Goldman Sachs Group Inc. swung to a fiscal fourth-quarter net loss on slumping results at its equities business, the banking giant's first quarterly loss since going public a decade ago.

The investment banking landscape has changed dramatically since Goldman reported its last results. Goldman and rival investment bank Morgan Stanley are now the only major independent U.S. brokerages left after the economic downturn and a series of bad investments forced their other competitors to bankruptcy or into the arms of rivals.

Goldman and Morgan have become bank holding companies, providing them with access to the federal government's $700 billion rescue plan, allowing them to borrow at the Federal Reserve's discount window and making it easier to get stable sources of funding.

Goldman Sachs' shares were recently up 5.1% at $69.81 in premarket trading.

But even that financing can't mask the woes from this quarter, as the company saw its revenue turn negative amid declines in values "across virtually every asset class," according to Chief Executive Lloyd Blankfein.

For the period ended Nov. 30, Goldman reported a net loss of $2.12 billion, or $4.97 a share, compared with net income of $3.22 billion, or $7.01 a share, a year earlier.

Net revenue was negative $1.58 billion, compared with positive $10.74 billion a year earlier.

Analysts polled by Thomson Reuters expected a loss of $3.73 a share on revenue of $932 million.

"While our quarterly performance obviously didn't meet our expectations, Goldman Sachs remained profitable during one of the most challenging years in our industry's history," Blankfein said.

Analysts had said they expected a big chunk of the government bailout money that large banks received to go toward fourth-quarter write-downs and loss provisions. Goldman Sachs received $10 billion from the government's Troubled Asset Relief Program.

Investment-banking revenue slid 48% as financial-advisory revenue dropped 54% amid a decline in industry-wide completed mergers and acquisitions. Goldman said its investment banking transaction backlog fell during the quarter and ended the year "significantly lower" than at the end of 2007.

Revenue plunged to negative $4.36 billion at Goldman's trading and principal investments business, from revenue of $6.93 billion a year earlier. Equities revenue gained 2% as losses in principal strategies failed to offset higher revenue from derivatives.

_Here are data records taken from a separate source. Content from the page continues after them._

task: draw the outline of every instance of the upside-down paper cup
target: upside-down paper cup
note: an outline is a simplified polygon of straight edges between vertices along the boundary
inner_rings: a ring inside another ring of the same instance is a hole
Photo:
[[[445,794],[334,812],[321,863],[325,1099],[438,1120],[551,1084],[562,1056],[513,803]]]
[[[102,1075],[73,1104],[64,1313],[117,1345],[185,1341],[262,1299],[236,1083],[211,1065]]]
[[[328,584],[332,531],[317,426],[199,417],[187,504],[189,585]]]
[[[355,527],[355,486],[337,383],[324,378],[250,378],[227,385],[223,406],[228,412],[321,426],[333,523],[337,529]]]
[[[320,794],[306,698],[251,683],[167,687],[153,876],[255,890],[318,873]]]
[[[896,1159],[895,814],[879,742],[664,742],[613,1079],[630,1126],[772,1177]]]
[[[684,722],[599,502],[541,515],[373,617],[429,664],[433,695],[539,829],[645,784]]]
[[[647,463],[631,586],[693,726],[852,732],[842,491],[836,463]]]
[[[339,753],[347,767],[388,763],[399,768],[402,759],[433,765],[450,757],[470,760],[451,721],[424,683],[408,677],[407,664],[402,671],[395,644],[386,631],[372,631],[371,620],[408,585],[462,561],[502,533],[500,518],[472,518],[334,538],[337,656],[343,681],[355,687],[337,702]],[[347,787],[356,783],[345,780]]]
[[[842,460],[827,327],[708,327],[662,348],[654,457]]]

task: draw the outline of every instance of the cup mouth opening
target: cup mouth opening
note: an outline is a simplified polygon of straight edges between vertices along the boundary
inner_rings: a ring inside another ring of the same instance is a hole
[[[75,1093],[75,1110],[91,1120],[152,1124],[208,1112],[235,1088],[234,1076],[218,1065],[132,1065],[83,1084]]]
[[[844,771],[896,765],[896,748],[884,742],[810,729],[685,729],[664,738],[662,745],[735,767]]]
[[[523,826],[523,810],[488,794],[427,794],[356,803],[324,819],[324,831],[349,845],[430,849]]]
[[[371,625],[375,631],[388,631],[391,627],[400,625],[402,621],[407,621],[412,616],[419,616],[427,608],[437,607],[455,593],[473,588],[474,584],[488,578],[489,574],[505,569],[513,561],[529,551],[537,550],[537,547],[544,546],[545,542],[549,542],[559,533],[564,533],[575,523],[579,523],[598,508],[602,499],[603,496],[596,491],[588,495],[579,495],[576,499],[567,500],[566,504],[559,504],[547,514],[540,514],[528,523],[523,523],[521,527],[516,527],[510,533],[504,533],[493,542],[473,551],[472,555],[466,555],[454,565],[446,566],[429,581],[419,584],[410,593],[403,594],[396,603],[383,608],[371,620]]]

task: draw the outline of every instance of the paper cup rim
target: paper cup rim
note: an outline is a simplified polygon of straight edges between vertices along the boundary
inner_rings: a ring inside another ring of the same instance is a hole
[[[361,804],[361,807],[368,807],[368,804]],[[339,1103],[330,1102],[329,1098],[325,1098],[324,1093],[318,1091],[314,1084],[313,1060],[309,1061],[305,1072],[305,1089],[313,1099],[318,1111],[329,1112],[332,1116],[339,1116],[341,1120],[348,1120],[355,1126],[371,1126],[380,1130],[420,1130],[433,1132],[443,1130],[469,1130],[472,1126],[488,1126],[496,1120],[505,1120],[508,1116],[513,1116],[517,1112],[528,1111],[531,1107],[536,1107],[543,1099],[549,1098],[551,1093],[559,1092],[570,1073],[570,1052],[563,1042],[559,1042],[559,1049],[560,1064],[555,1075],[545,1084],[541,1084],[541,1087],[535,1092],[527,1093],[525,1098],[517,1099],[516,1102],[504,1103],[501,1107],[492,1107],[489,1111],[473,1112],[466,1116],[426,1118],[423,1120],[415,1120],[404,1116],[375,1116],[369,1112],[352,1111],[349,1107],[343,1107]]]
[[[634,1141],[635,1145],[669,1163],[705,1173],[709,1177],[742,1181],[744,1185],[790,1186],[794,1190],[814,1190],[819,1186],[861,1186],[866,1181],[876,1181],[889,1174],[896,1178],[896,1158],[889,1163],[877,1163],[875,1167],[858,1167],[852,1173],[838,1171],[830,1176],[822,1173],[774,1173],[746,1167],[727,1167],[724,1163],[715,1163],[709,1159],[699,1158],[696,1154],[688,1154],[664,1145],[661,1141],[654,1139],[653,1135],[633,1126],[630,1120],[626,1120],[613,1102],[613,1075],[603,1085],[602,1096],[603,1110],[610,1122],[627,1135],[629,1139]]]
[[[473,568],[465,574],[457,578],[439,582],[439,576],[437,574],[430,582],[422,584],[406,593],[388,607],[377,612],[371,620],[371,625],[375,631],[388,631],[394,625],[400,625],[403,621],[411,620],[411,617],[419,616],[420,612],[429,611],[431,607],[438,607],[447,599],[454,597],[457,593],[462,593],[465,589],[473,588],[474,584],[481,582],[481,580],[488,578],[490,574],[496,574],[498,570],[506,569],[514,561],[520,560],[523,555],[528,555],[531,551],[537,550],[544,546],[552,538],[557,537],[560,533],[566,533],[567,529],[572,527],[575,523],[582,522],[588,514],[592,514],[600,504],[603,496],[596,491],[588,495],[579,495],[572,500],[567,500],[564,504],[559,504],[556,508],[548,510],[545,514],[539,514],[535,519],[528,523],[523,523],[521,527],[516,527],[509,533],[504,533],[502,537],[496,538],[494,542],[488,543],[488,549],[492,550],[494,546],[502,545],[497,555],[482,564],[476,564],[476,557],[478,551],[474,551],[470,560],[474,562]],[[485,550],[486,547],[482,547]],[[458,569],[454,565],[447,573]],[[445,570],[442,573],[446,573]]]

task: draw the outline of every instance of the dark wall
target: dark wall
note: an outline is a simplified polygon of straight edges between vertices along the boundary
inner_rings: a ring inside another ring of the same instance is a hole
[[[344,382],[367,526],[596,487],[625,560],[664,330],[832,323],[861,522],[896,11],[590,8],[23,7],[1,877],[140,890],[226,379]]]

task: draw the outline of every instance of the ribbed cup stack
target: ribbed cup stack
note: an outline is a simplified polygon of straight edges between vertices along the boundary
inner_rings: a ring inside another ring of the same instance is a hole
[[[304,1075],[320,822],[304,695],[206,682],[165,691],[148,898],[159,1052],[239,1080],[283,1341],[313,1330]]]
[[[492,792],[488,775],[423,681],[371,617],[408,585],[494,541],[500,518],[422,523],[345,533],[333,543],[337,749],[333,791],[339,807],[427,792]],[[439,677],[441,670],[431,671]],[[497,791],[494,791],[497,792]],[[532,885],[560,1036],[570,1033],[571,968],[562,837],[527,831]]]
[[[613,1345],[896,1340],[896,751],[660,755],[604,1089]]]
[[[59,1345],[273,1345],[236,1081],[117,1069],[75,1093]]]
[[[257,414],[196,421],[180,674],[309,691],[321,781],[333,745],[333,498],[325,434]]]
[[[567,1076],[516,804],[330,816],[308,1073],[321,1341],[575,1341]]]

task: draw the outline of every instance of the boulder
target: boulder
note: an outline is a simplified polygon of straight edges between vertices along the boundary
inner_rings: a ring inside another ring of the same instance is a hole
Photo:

Meanwhile, the principal investments group recorded a net loss amid losses from corporate and real-estate investments.

The asset-management and securities-services division, which includes lending and other services to hedge funds, posted a 5% drop in revenue as profits fell 19% due to lower fees amid market depreciation and outflows in assets.

Until recently, Goldman had been known as having a magic touch after a correct bet that subprime mortgages would crater and its nimble avoidance of other messes. But Goldman also is facing danger from its heavy exposure to the equity markets, which have fallen roughly one-third this year, and its "book" of so-called distressed investments, which includes investments in everything from troubled auto loans in Thailand to struggling golf courses in Japan.

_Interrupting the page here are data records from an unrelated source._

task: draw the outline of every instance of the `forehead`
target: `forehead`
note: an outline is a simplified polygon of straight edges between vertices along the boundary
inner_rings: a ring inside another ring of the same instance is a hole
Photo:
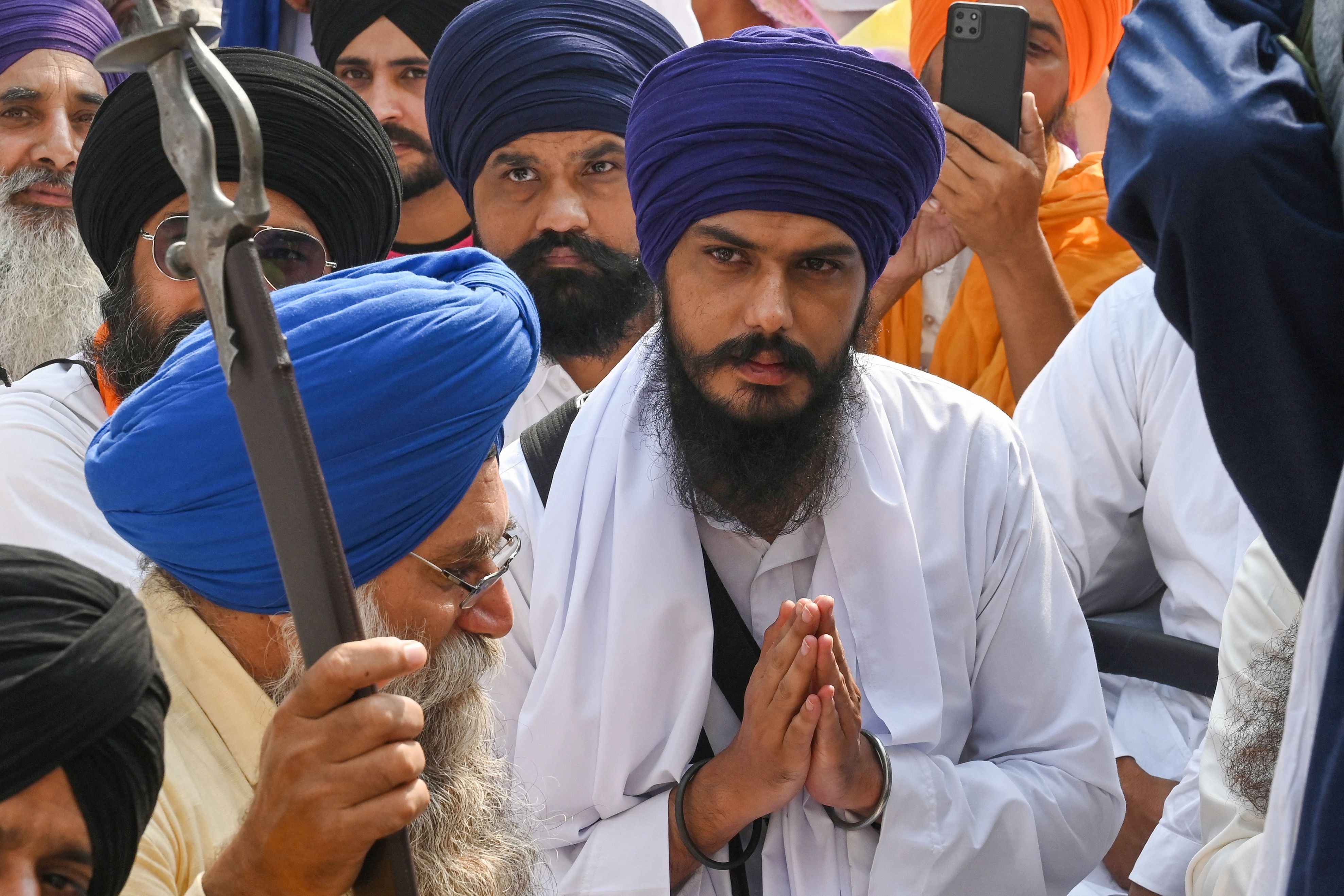
[[[44,99],[108,94],[108,86],[93,63],[65,50],[34,50],[0,71],[0,93],[11,87],[36,90]]]
[[[511,140],[491,153],[491,159],[515,157],[534,159],[539,163],[566,163],[603,146],[624,150],[625,138],[606,130],[540,132]]]
[[[387,16],[382,16],[374,24],[359,32],[353,40],[341,51],[341,58],[358,56],[370,62],[387,62],[390,59],[406,59],[425,56],[414,40],[406,32],[392,24]]]
[[[847,244],[857,251],[849,234],[823,218],[782,211],[739,210],[702,218],[688,234],[727,230],[763,250],[801,251],[823,244]]]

Goldman Sachs Group said it will cut about 3,250 jobs, or 10% of its work force, to save on costs. Goldman Sachs cut its Dubai-based work force earlier this month in line with the 10% global reduction in staff.

Morgan Stanley, on the other hand, did embarrass itself with some of its mortgage bets last year but had managed to soothe investors since then, as it scaled back on risky exposures. Morgan Stanley is set to report its quarterly results Wednesday.